Localement : pour des besoins croissant, la paroisse invite à soutenir l’antenne locale du Secours Catholique : don de temps de bénévolat (contacter Michel Debray) ou financier (chèque à l’ordre de « Secours Catholique, Capdenac-gare » à adresser à Marcel Barnabé, 12260 Salles Courbatiès)
Voilà ci-dessous dans l’ordre chronologique inverse les méditations proposées pour la paroisse Notre-Dame d’Olt et Diège, en vidéos de 3′ à 4′ du Dimanche des Rameaux au Vendredi Saint, 11′ pour la veillée pascale, 6′ pour le Dimanche de Pâques (homélie d’une messe sur YouTube avec les Scouts de France) puis pour quelques dimanches du temps pascal.
« Aujourd’hui, Dieu notre Père, tu nous ouvres la vie éternelle par la victoire de ton Fils sur la mort, et nous fêtons sa résurrection. Que ton Esprit fasse de nous des hommes nouveaux pour que nous ressuscitions avec le Christ dans la lumière de la vie. Lui qui règne avec Toi et le Saint Esprit, maintenant et pour les siècles des siècles. »
L’oraison de ce dimanche de Pâques nous tourne vers une vie vécue autrement, à la suite du Christ, habitée de son Esprit, renouvelée dans sa lumière : un style de vie à aimer son prochain, la Création, la vie… sans craindre la souffrance, le mal et la mort. Cette prière nous ouvre aussi vers un « au-delà » de la vie, dont le style de vie chrétien « ici-bas » donne un avant-goût sans en épuiser les possibles, et dont la résurrection du Christ atteste qu’il est notre véritable destination. Une prière en communion toute particulière avec les familles et les victimes des derniers attentats, à Lahore, Bagdad, Bruxelles, Maiduguri, Grand Bassam, Aden, Istanbul…
« Nul être humain n’échappe à la nécessité de concevoir hors de soi un bien vers lequel se tourne la pensée dans un mouvement de désir, de supplication et d’espoir. Par conséquent il y a le choix seulement entre l’adoration du vrai Dieu et l’idolâtrie. » (Simone Weil, citée dans « Prier 15 jours avec Simone Weil » de Martin Steffens, Ed. Nouvelle Cité, p. 27)

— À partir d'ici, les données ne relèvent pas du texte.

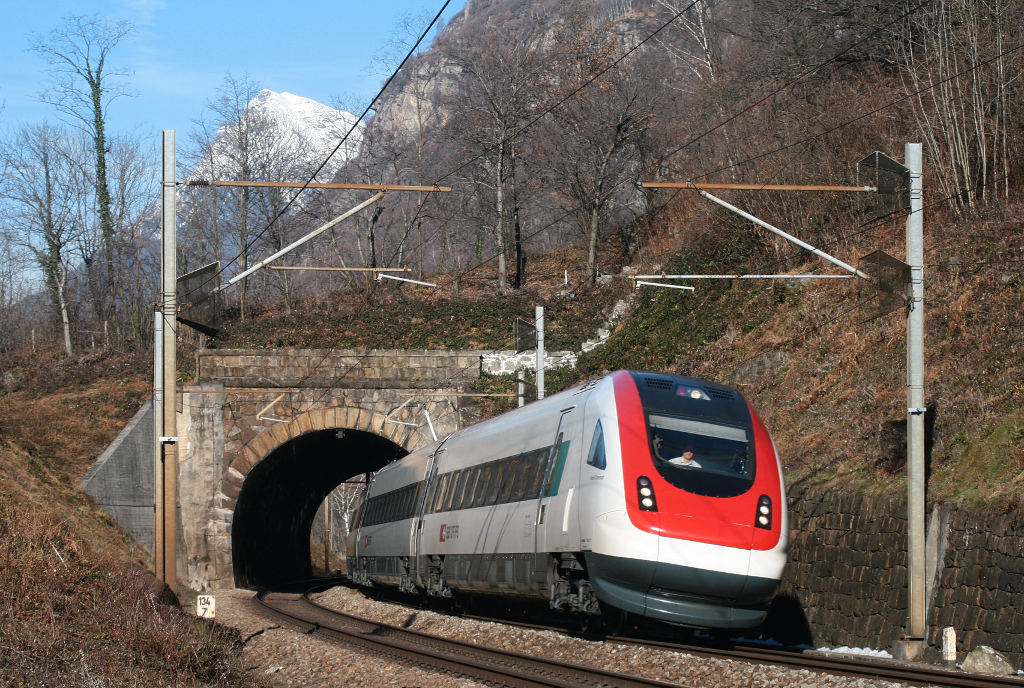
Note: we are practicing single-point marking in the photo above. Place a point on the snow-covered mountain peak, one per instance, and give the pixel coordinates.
(283, 137)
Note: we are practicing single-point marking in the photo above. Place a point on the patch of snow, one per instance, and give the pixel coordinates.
(858, 650)
(770, 642)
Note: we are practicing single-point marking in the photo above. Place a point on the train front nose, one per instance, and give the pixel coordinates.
(674, 579)
(707, 586)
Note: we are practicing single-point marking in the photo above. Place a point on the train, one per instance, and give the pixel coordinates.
(636, 492)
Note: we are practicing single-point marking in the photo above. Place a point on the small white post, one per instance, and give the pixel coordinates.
(540, 352)
(430, 424)
(949, 645)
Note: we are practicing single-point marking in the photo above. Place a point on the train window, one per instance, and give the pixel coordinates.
(537, 473)
(417, 498)
(442, 481)
(501, 470)
(702, 457)
(483, 484)
(408, 492)
(391, 510)
(411, 502)
(470, 492)
(453, 488)
(511, 474)
(467, 475)
(596, 456)
(553, 466)
(519, 477)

Même individualiste, consumériste, relativiste… notre société ne parvient pas à déprendre l’homme de ce qui le constitue en son fond : une insatisfaction radicale, une recherche incessante de dépassement, un désir d’absolu, qui s’apparentent à ce que l’Evangile des Béatitudes nomme la « pauvreté de coeur » (Mt 5,3). La tradition chrétienne dit de l’homme qu’il est « Capax Dei », en-creux-de-Dieu, avec le « désir naturel de voir Dieu » (Saint Thomas d’Aquin relu par le card. Henri de Lubac dans ses textes sur le « Surnaturel »), un désir qui le dispose à s’adresser à Dieu avec les mots de Saint Augustin : « Tu nous as fait pour toi, Seigneur, et notre coeur est sans repos, tant qu’il ne demeure en toi ». Trouver sa vocation, c’est alors découvrir sa manière personnelle d’aimer Dieu de tout son coeur, de toute son âme, de toute sa force etc… et d’aimer son prochain comme soi-même. L’accomplissement de toute vie passe nécessairement par une consécration à Dieu et aux autres, par la mise en pratique d' »aimer, c’est tout donner » (Ste Thérèse de Lisieux), par la radicalité de l’amour-de-don qui est tout le contraire du « travailler plus pour gagner plus ».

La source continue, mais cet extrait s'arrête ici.